Halten Sie unbedingt Rücksprache mit dem örtlichen Bauamt, wie es in Ihrer Wohngegend mit diesen Vorschriften ausschaut!

Voraussetzungen für eine Baugenehmigung

Damit eine Baugenehmigung zur Nutzung des Garagendachs als Terrasse erteilt wird, müssen einige Voraussetzungen erfüllt sein:

  • Die Traglast muss ausreichend sein (hinzu kommt ja auch noch die Schneelast etc., diese Berechnungen sind auf jeden Fall von einem Statik-/Ingenieursbüro durchzuführen).
  • Der Bau muss gesetzeskonform sein und die bauliche Sicherheit gewährleistet (Belichtung, Beschattung und Brandschutz müssen beachtet werden)
  • Die geplante Aufstiegsmöglichkeit muss allen Sicherheitsanforderungen entsprechen
  • Der Grenzabstand zum Nachbarn muss eingehalten werden

Was gilt es beim Umbau zu beachten?

Wie bereits erwähnt, spielt die Statik eine im wahrsten Sinne tragende Rolle. Von großer Bedeutung ist allerdings auch, dass keine Feuchtigkeit von der Dachterrasse ins Mauerwerk der Garage eindringt.

Das bedeutet, dass eine entsprechende Abdichtung des Garagendachs erfolgen muss. Der Fachmann kennt die Flachdachrichtlinien und DIN-Normen, welche regeln, wie abgedichtet werden muss, und wohin das Regenwasser abzuführen ist.

Anschließend kann die Dachterrasse einen neuen Belag erhalten, dafür gibt es einige Möglichkeiten:

  • Holz,
  • Waschbeton,
  • Fliesen,
  • oder auch Kunstrasen.

Bei großer Hitze erwärmen sich Rasen und Holz wesentlich weniger, als Stein oder Fliesen. Allerdings ist Holz dafür pflegeintensiver als Stein, da es einen regelmäßigen Anstrich benötigt, um nicht zu verwittern.

Unverzichtbar ist natürlich auf einer Dachterrasse die Anbringung eines Geländers. Dieses sollte eine Höhe von 90 bis 110 cm aufweisen.

Terrasse auf der Garage gestalten

Wenn bis hierher alle Hürden genommen wurden, ist die richtige Gestaltung nur mehr ein Klacks. Wichtig ist sie dennoch, denn natürlich soll die neue Dachterrasse nicht nur baulich, sondern auch optisch ein Highlight darstellen.

Wichtig ist auf jeden Fall die Wahrung der Privatsphäre, da man sonst auf dem „Präsentierteller“ für die Nachbarschaft sitzt. Vielleicht haben Sie die neuen Zaunelemente im steda-Online-Shop bereits entdeckt? Verschiedenste Materialien lassen keinen Gestaltungswunsch offen.
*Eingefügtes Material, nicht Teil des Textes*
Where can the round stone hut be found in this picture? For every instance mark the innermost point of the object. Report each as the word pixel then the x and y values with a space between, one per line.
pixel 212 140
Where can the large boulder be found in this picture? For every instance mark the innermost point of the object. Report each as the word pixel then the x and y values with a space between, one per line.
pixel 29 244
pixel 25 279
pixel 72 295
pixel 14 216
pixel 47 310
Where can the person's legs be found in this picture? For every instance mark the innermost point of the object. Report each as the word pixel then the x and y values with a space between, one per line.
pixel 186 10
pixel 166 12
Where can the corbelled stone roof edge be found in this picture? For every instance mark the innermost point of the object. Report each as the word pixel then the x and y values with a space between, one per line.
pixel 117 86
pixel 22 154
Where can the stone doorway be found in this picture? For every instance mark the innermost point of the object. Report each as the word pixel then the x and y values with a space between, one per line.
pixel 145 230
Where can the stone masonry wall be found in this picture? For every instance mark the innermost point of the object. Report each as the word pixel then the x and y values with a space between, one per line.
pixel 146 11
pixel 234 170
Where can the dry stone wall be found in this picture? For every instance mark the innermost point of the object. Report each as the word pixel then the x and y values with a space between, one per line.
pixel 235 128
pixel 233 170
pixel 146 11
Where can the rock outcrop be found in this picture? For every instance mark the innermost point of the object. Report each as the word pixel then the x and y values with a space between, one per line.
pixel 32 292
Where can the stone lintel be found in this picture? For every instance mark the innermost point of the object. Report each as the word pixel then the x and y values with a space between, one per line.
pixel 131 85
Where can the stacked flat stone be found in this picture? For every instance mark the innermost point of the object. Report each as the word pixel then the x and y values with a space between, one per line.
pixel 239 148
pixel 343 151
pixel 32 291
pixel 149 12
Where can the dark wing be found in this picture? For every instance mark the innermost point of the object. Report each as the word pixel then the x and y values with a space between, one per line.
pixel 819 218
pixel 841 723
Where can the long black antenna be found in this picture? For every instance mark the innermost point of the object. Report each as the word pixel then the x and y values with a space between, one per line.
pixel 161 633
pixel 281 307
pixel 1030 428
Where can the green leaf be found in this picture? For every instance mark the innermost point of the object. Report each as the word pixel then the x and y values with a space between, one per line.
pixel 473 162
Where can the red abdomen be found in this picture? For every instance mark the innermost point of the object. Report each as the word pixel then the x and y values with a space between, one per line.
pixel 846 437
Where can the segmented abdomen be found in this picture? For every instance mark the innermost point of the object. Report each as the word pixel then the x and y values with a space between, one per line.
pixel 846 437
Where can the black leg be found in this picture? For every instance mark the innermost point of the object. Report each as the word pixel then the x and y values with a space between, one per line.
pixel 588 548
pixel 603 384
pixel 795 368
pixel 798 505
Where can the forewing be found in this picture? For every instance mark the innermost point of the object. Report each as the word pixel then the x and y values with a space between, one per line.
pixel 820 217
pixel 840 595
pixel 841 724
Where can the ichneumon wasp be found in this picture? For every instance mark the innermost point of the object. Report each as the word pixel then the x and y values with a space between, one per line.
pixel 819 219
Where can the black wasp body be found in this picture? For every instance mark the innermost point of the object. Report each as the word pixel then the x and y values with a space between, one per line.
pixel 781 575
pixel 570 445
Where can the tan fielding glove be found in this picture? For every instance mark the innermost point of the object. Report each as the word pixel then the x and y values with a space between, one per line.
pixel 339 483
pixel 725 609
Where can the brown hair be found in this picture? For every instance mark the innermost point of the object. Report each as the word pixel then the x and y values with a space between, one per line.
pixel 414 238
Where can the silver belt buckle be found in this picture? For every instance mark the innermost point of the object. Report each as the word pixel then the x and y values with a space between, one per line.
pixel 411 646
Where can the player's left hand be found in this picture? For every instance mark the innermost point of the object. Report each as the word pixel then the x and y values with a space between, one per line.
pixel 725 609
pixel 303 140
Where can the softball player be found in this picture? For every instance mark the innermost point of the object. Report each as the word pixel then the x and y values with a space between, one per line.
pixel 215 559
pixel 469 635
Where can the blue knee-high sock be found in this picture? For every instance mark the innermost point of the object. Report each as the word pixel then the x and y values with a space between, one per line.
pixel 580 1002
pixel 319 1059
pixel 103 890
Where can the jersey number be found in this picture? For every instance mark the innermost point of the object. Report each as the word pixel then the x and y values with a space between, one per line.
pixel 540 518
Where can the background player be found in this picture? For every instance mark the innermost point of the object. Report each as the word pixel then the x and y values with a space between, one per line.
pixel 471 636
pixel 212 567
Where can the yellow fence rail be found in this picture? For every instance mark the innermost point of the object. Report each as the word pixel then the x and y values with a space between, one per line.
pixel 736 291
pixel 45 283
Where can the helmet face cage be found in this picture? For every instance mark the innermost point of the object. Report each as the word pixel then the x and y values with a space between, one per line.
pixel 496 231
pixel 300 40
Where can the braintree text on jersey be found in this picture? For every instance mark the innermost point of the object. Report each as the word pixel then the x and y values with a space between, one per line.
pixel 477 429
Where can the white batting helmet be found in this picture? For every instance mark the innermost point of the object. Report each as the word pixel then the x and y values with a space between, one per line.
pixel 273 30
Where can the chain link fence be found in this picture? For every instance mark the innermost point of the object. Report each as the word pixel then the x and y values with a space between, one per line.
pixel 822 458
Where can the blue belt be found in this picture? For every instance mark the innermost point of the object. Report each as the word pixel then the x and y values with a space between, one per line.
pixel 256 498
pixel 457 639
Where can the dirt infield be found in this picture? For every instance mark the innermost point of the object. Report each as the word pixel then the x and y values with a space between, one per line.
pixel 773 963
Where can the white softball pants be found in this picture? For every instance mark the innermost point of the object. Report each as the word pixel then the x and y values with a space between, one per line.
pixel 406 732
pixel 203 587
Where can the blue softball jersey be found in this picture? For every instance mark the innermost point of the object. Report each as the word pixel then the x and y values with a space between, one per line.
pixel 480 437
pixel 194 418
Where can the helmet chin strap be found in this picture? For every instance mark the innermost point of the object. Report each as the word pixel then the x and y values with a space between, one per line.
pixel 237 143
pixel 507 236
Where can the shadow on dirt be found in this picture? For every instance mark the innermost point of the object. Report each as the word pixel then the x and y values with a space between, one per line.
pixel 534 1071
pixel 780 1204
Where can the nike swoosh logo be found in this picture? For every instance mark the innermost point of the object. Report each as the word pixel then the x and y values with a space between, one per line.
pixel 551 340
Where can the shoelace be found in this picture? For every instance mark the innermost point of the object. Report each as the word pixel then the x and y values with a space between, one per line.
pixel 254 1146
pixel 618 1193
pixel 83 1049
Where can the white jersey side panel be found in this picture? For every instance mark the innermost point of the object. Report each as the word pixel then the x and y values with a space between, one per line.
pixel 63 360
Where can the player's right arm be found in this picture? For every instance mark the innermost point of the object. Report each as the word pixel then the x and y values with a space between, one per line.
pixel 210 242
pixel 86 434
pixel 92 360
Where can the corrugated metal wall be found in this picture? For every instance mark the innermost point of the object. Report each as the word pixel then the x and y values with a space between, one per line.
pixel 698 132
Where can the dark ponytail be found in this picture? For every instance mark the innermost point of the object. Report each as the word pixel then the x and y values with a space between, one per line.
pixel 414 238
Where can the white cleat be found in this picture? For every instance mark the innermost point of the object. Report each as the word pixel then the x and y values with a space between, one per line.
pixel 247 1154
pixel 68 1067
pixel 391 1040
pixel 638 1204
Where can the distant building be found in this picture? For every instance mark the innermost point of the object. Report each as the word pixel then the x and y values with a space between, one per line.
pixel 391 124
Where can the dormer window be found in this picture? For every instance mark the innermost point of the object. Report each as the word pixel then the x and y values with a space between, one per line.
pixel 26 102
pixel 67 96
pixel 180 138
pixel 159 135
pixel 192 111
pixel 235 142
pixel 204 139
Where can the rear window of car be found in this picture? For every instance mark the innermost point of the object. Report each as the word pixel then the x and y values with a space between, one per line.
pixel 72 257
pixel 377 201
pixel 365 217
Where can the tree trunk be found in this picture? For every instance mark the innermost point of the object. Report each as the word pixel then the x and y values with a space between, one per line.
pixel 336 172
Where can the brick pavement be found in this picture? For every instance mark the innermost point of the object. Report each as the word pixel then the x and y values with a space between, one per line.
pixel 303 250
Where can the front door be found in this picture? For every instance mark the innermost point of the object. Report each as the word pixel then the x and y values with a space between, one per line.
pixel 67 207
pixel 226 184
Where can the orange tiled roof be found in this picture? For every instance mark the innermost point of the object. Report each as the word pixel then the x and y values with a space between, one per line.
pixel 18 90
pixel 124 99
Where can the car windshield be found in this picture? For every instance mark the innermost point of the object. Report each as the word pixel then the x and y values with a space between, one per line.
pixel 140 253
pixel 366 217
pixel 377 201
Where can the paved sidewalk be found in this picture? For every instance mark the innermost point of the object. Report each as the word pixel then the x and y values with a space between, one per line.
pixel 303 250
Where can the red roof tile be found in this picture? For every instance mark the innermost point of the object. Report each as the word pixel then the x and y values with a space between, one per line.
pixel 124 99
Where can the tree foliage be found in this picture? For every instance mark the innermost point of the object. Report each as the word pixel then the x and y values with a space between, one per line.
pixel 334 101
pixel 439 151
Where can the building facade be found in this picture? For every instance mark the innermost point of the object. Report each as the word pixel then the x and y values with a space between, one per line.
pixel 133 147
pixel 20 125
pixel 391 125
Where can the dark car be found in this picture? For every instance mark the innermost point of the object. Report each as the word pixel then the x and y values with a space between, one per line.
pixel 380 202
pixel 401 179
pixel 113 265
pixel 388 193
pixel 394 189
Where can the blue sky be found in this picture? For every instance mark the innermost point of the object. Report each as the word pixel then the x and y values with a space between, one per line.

Weitere Sichtschutzmöglichkeiten sind große Kübelpflanzen, aber auch hier gilt es, das Gewicht zu beachten. Paravents sind möglich, müssen aber einen guten Stand aufweisen, damit sie nicht bei stärkerem Windaufkommen „über Bord“ geweht werden, selbiges gilt natürlich auch für Sonnenschirme etc.

Gute Standfestigkeit gilt natürlich auch für die Möbel, mit der Sie Ihre Dachterrasse verschönern. Neben Loungemöbeln und Liegestühlen bietet sich auch eine Hollywoodschaukel an. Ob die Dachterrasse zur grünen Oase mit Kräuterbeet gestaltet wird, oder der Hauptzweck der Entspannung um Liegestuhl gilt, bleibt Ihren Vorlieben überlassen.